# Part 2: Numba

Numba is another Python package designed to offer increased performance with Python applications that use a lot of `numpy` code for computation. Numba is a 'just-in-time' compiler for numpy code - it works by compiling your numpy code at runtime into optimised machine code. 

Numba works best on numpy code that can be encapsulated neatly into separate, minimal functions, such as performing operations on arrays, or code with loops. Numba is most commonly used with python decorators, which are placed above the function you wish to optimise through just-in-time compilation.

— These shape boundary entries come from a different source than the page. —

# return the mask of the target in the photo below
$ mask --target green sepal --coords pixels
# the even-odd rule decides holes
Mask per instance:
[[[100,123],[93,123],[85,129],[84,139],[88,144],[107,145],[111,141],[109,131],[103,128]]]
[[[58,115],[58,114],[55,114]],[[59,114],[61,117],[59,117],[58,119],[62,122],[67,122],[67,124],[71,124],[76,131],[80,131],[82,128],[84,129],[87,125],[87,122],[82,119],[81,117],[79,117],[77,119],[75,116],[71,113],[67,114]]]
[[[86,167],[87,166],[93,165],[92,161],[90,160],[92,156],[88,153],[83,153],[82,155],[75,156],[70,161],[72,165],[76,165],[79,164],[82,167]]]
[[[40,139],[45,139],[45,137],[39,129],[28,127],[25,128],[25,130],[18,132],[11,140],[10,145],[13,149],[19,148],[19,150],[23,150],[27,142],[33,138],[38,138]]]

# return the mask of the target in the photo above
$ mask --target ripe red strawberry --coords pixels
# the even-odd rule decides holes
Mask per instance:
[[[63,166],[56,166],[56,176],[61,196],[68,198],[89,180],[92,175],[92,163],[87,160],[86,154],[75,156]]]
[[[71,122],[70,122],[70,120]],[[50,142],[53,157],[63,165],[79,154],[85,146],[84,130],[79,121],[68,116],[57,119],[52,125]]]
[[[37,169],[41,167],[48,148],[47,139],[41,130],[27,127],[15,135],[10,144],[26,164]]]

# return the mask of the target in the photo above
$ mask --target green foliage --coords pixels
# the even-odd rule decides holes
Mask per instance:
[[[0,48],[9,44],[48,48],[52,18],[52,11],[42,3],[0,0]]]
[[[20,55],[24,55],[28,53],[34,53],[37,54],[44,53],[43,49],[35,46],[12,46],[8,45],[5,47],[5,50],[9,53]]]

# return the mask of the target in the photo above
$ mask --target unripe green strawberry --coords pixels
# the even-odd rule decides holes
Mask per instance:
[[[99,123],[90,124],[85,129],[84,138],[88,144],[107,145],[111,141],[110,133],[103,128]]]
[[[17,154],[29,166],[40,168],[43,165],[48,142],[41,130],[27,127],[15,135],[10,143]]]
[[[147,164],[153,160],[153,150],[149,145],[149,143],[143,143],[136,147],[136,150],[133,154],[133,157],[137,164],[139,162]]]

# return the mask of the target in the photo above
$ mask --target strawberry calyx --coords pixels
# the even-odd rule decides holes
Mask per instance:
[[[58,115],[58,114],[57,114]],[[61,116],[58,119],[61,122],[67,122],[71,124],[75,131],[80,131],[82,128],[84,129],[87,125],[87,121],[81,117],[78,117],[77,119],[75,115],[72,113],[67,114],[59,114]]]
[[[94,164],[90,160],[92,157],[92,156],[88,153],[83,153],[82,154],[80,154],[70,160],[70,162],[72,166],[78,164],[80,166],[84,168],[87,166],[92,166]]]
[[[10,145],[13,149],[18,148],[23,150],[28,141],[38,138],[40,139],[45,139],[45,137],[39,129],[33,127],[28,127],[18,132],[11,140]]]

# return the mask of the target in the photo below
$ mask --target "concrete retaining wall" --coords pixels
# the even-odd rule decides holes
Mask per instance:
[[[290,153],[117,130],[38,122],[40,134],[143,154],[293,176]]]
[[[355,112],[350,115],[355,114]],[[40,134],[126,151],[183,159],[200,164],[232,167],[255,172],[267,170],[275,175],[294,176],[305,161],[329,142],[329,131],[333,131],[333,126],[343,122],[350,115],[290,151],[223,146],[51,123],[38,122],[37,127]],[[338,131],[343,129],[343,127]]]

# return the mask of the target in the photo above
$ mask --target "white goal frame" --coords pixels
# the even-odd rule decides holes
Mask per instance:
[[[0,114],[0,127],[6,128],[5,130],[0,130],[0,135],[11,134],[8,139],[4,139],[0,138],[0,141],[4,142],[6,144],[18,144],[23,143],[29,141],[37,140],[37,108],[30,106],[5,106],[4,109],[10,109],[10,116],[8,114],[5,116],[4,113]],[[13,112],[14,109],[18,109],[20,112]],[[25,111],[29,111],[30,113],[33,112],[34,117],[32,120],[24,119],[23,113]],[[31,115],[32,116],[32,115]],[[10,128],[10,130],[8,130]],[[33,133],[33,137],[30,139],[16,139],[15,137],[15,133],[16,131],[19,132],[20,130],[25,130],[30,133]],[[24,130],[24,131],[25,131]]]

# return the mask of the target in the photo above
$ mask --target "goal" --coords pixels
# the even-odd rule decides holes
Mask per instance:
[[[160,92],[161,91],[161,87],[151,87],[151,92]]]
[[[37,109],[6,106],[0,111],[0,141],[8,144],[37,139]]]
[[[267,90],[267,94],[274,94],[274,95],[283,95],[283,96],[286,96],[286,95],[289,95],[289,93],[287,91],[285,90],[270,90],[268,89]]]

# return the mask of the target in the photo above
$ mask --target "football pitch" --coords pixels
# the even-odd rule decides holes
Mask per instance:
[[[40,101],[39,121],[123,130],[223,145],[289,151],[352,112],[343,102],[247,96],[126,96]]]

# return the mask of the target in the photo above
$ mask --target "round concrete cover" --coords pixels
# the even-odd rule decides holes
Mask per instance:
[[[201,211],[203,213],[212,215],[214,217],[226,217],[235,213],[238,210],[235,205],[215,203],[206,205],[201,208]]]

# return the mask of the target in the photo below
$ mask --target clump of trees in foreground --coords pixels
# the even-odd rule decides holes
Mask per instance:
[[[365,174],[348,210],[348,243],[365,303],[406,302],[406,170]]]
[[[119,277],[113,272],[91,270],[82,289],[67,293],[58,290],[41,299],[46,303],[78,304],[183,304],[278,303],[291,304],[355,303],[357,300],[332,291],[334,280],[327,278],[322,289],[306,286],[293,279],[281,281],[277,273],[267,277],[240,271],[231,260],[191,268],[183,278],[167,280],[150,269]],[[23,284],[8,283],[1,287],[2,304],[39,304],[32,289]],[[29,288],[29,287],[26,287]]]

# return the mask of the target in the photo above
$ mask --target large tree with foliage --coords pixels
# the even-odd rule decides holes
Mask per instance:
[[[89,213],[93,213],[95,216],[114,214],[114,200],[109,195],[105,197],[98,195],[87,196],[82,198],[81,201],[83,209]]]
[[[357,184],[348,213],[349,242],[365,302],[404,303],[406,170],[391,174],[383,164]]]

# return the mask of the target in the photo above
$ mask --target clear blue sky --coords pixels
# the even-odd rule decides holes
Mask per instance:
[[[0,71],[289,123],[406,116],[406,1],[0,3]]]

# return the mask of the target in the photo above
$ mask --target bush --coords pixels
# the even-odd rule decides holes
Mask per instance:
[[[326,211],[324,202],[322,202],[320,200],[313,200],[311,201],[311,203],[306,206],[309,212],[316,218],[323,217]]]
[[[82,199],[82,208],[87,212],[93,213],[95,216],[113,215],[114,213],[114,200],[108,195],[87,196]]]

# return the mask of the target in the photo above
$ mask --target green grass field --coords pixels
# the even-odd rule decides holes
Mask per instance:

You will likely see perfomance gains in most numpy code through using numba with its default options and using the commonly applied decorators `@jit`, however, these decorators themselves do not cause numba to run parallel computation (The speed up initially comes from having "jit-ted" code.) 

To exploit the features of parallelism in numba, we have to go beyond the basics of numba, but first lets look at some simple examples of jitted code with numba:



In [19]:
from numba import jit
import numpy as np
import time

x = np.arange(100000000).reshape(10000, 10000)

@jit(nopython=True) # Set "nopython" mode for best performance
def go_fast(a): # Function is compiled to machine code when called the first time
    trace = 0
    for i in range(a.shape[0]):   # Numba likes loops
        trace += np.tanh(a[i, i]) # Numba likes NumPy functions
    return a + trace              # Numba likes NumPy broadcasting

# You can optionally run the function the first time to compile it
result = go_fast(x)

If you are not using a jupyter notebook, you can uncomment the timing measurements below, or use a profiling tool of your choice. (I am using the built in feature of jupyter notebooks that allows us to time the texecution of a notebook cell: `%%timeit`.)

In [20]:
%%timeit
# If you are not using a jupyter notebook, you can uncomment the timing measurements below:
#t1 = time.time()
result = go_fast(x)
#t2 = time.time()
#delta_t = t2 - t1

#print("Time taken: {}".format(delta_t))

127 ms ± 2.56 ms per loop (mean ± std. dev. of 7 runs, 10 loops each)


And for comparison, the **non-numba** version:

In [21]:
import numpy as np
import time

x = np.arange(100000000).reshape(10000, 10000)

def go_slow(a): # Function is run as standard Python/Numpy code
    trace = 0
    for i in range(a.shape[0]):   
        trace += np.tanh(a[i, i]) 
    return a + trace              

In [22]:
%%timeit
#t1 = time.time()
result = go_slow(x)
#t2 = time.time()
#delta_t = t2 - t1

#print("Time taken: {}".format(delta_t))

157 ms ± 3.33 ms per loop (mean ± std. dev. of 7 runs, 10 loops each)


#### Summary of results so far:

The adding of a numba decorator `@jit` gives us fairly minor speed up when the plain numpy code is jitted:

 - Plain numpy: 157ms
 - Numba numpy: 127ms

Let's see if we can now get some better performance using the parallel options in numba

### Parallel numba

To make use of parallel methods with numba, we use the `nogil` feature. You will also see the `nogil` feature refered to in Cython when talking about parallelisation techniques. Nogil allows us to disable the python GIL given conditions: namely when we are using numba-optimised code that only operaties on native types and variables (rather than Python objects).

When using the `@jit` decorator, we pass an additional keyword argument: `@jit(nogil=True)` to use this.

In [23]:
from numba import jit
import numpy as np
import time

x = np.arange(100000000).reshape(10000, 10000)

@jit(nopython=True, nogil=True) # Set "nopython" mode for best performance
def go_fast_nogil(a): # Function is compiled to machine code when called the first time
    trace = 0
    for i in range(a.shape[0]):   # Numba likes loops
        trace += np.tanh(a[i, i]) # Numba likes NumPy functions
    return a + trace              # Numba likes NumPy broadcasting

# You can optionally run the function the first time to compile it
result = go_fast_nogil(x)

In [24]:
%%timeit
result = go_fast_nogil(x)

126 ms ± 496 µs per loop (mean ± std. dev. of 7 runs, 10 loops each)